While Moore's Law has continued to provide smaller semiconductor
devices, the effective end of uniprocessor performance scaling has
(finally) instigated mainstream computing to adopt parallel hardware
and software. Based on their derivation from high-performance
programmable graphics architectures, modern GPUs have emerged as the
world's most successful parallel architecture. Today, a single GPU has
a peak performance of over 500 GFlops and 148 GBytes/second of memory
bandwidth. The combination of high compute density and energy
efficiency (GFlops/Watt) has motivated the world's fastest
supercomputers to employ GPUs, including 3 of the top 4 on the
November 2010 Top 500 list.  This presentation will first describe the
fundamentals of contemporary GPU architectures and the
high-performance systems that are built around them. I will then
highlight three substantial challenges that face the design of future
parallel computing systems on the road to Exascale: (1) the power
wall, (2) the bandwidth wall, and (3) the programming wall. Finally, I
will describe NVIDIA's Echelon research project that is developing
architectures and programming systems that aim to address these
challenges and drive continued performance scaling of parallel
computing from embedded systems to supercomputers.

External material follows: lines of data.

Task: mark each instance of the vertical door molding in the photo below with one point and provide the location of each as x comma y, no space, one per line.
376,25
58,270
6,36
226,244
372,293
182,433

Steve Keckler joined NVIDIA in December 2009 where he serves as Director of
Architecture Research.  He is also Professor of both Computer Science
and Electrical and Computer Engineering at the University of Texas at
Austin, where he has served on the faculty since 1998. His research
team at UT-Austin developed scalable parallel processor and memory
system architectures, including non-uniform cache architectures;
explicit data graph execution processors, which merge dataflow
execution with sequential memory semantics; and micro-interconnection
networks to implement distributed processor protocols. All of these
technologies were demonstrated in the TRIPS experimental computer
system. Keckler was previously at the Massachusetts Institute of
Technology from 1990 to 1998, where he led the development of the
M-Machine experimental parallel computer system. He is a Fellow of the
IEEE, an Alfred P. Sloan Research Fellow and a recipient of the NSF
CAREER award, the ACM Grace Murray Hopper award, the President's
Associates Teaching Excellence Award at UT-Austin, and the Edith and
Peter O'Donnell award for Engineering. He earned a BS in Electrical
Engineering from Stanford University and an MS and a Ph.D. in Computer
Science from the Massachusetts Institute of Technology.